26.9.07

Bar e Café Estrela do Sumaré


Na primeira vez, acabara de mudar para o bairro e, por acaso, entrei para comprar provavelmente um maço de cigarros. Alguém me cumprimentou efusivamente. Era o Beto. Conheci-o quando me convenceu a colocar aquecimento solar em minha nova casinha. Não me arrependi.
Quem olha praticamente não os vê. Eles são tanto parte da paisagem nessa cidade, que nem os notamos individualmente. São os bares de esquina, os botecos, os botequins. Toda esquina tem um. Mas são todos especiais, particularíssimos.
Sempre que quero companhia, sinto falta de um dedo de prosa, de dar uma risada ou de falar sobre o jogo da noite anterior, é para o meu boteco que vou.
São, talvez, os últimos redutos machistas que restam na cidade. Verdadeiros clubes do Bolinha. As mulheres têm toda razão, fala-se do que elas acham que os homens falam nesses lugares: de futebol, delas mesmas e de política. Nesta ordem. Trocam-se piadas, fala-se mal das patroas (é assim que se referem às esposas) e discute-se, é claro. Sobre tudo. É um lugar onde todo mundo tem razão, e ninguém liga muito.
Mas esse meu boteco é único. Naturalmente fica em uma esquina, não muito longe de uma agência da Caixa Econômica. Tantos funcionários desse banco freqüentam o lugar que ele poderia perfeitamente se chamar Caixa Dois.

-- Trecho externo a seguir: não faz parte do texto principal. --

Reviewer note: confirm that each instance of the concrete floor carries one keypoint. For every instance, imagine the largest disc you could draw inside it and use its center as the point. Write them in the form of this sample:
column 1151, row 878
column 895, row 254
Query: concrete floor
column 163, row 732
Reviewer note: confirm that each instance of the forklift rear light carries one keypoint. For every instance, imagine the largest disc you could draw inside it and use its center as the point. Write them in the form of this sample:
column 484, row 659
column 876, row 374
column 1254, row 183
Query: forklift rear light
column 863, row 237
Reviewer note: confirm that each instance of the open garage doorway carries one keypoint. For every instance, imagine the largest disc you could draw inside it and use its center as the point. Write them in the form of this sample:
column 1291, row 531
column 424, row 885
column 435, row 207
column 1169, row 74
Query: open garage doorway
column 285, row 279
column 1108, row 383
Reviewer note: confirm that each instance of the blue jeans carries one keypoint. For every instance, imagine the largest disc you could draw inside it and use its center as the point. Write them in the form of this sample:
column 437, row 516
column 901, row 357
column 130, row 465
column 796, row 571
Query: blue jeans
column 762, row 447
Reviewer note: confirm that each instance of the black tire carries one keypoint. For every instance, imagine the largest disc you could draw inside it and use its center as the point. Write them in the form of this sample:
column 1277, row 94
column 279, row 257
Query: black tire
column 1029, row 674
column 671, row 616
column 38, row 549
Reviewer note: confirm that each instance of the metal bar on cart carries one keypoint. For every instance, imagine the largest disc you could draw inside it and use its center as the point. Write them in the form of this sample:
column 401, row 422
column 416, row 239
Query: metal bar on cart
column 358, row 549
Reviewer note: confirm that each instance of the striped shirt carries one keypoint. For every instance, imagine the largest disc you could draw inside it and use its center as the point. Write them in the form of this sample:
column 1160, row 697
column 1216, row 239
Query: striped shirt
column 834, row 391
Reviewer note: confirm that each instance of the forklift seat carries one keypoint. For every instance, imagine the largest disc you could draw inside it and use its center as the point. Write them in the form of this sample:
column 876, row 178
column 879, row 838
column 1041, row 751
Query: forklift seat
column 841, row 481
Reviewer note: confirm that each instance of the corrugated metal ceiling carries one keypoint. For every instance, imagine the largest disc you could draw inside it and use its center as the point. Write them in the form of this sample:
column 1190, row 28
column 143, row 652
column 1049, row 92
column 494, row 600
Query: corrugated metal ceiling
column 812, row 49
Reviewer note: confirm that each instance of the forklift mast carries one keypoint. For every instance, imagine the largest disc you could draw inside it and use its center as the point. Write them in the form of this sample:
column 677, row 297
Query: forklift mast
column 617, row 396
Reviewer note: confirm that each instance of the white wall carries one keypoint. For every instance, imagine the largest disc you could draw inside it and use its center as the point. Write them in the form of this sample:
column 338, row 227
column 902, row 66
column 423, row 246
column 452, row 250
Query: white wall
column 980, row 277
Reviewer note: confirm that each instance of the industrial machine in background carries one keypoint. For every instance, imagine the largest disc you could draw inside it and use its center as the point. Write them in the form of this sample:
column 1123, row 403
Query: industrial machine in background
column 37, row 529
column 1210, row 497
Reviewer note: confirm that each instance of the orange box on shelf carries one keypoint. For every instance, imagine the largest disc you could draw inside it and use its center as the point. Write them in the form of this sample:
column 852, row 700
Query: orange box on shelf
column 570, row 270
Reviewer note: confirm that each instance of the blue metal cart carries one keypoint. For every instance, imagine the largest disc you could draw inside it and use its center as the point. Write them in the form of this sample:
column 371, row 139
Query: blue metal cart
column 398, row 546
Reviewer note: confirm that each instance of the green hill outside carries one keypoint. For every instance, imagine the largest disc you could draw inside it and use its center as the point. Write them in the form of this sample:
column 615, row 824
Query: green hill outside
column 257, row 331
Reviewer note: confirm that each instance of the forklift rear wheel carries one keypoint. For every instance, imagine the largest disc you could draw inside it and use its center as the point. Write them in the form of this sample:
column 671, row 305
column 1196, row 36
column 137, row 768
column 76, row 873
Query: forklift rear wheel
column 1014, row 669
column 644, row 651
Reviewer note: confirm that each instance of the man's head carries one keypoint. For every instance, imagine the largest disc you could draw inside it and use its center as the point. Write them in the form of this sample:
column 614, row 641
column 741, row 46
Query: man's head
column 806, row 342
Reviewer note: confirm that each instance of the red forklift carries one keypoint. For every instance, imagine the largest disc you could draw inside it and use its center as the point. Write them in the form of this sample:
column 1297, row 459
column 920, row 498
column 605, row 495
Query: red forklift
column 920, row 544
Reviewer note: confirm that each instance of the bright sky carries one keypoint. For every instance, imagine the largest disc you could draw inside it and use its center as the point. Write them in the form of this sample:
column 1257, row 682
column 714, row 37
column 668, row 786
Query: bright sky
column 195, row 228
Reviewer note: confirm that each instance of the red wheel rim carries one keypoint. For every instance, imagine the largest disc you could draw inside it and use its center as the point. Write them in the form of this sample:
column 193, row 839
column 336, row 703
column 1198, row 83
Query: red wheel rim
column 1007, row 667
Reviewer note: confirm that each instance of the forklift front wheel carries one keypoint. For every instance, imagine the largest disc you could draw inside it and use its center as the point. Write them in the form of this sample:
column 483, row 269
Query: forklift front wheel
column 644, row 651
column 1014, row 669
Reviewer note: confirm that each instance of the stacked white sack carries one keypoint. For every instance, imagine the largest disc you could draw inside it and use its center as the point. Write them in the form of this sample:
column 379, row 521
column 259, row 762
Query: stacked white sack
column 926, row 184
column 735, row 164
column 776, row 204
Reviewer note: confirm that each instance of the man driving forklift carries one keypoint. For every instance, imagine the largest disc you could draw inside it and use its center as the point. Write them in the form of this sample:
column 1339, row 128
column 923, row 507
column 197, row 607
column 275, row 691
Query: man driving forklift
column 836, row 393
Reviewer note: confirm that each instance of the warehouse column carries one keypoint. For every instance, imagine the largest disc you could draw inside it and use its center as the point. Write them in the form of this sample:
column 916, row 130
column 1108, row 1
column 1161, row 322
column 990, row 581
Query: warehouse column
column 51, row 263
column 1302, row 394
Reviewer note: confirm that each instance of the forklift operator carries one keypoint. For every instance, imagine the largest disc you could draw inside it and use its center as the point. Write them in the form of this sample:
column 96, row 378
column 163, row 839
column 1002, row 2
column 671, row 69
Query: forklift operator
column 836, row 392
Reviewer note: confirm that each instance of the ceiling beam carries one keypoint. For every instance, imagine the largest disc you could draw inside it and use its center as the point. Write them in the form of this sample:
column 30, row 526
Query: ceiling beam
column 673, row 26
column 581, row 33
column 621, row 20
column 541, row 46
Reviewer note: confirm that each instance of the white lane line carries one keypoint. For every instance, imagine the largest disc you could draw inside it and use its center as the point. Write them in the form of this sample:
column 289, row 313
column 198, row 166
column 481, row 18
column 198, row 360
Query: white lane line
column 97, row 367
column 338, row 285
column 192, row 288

Mas conheci ali tipos imperdíveis. O Marcos, que é a cara daquele cineasta americano que fez Tiros em Columbine, virou um grande amigo. O Beto, que já mencionei. Seu César, conselheiro do Palmeiras e velho habitante do bairro. Contou que o quarteirão, onde hoje moro, já teve um clube-cassino, chamado Marajoara. Disse-me que, em dia de chuva, ninguém conseguia subir a avenida Pompéia, que era então de terra. O seu Aramis, sempre de bermudas, meias, sapatos escuros e bengala, presença cotidiana indispensável. Num desses dias de muita chuva disse-me que tinha a solução perfeita para as enchentes de São Paulo: “é só inverter o rio e jogar toda a água na Serra do Mar”, me garantiu. Devia ser candidato a prefeito. O chofer de táxi, com um sorriso mais malandro que já vi e um rabinho de cavalo que... Bem, deixa para lá. O Grego, que já foi o rei do jazz nessa cidade, às vezes, com o sorriso mais orgulhoso do mundo, passa pela porta do bar, de mãos dadas com a filhinha pequena, lança-me um olhar enviesado de reconhecimento, mas não pára. Aquele não é lugar para meninas, muito menos as pequenas. O Chico Rosa, pintor e escultor, aparece de vez em quando. O Pessini e o Adriano, grandes artistas e memórias ambulantes do bairro, da cidade e do país, brindam-me, pacientemente, com a História e as estórias da minha terra e da minha gente. Tantos personagens. O lugar é democrático, todos têm sua vez, não importa se são estudados ou não, se têm mais ou menos dinheiro, mais ou menos idade. Todos são bem-vindos, têm sua vez e são atendidos com a mesma delicadeza pelo Jenival ou pelo João, donos atentos e eficientes.
Ao redor das cinco e meia, seis horas da tarde, aparecem todos por lá para assistir à “parada”: o desfile cotidiano das belas moças de todas as idades que passam saindo do trabalho e indo para casa, para a padaria, para o ponto de ônibus. Todas ganham seus olhares, comentários de apreciação, a admiração de seu público. São raros os elogios mais grosseiros, não que não aconteçam, mas são raros.
Não é o único bar de esquina da área. Depois descobri outros. O do Antônio e da Gorete, por exemplo, com um bolinho de bacalhau de primeiríssima qualidade. Aí conheci a Mirtes, outra grande figura, a exceção que confirma a regra, aceita no “clube” sem questões, boa de papo e dona de excelente humor.
Há, é claro, a população flutuante dos que bebem, indo a cada dia em um deles, de modo que ninguém vá achar que bebem muito. Mas os donos de botecos desta cidade têm olho vivo, ética e coração. Não vendem álcool antes das dez da manhã e exercem seu bom senso: quando acham que o sujeito bebeu demais, já vão avisando e não lhe servem mais bebidas. “Vai para casa, fulano, que pra você acabou a cerveja”, como já ouvi o Antônio dizer, mais de uma vez.
Essa minha cidade e seus botequins de esquina! Como iríamos viver sem eles? Sem o torresmo, sem a coxinha e sem a rabada de aperitivo. Sem a cervejinha de todo fim de tarde. O que seria de nós sem esses pontos de encontro e de alegria, de amizade casual e companhia. Sem esses verdadeiros templos da camaradagem paulistana.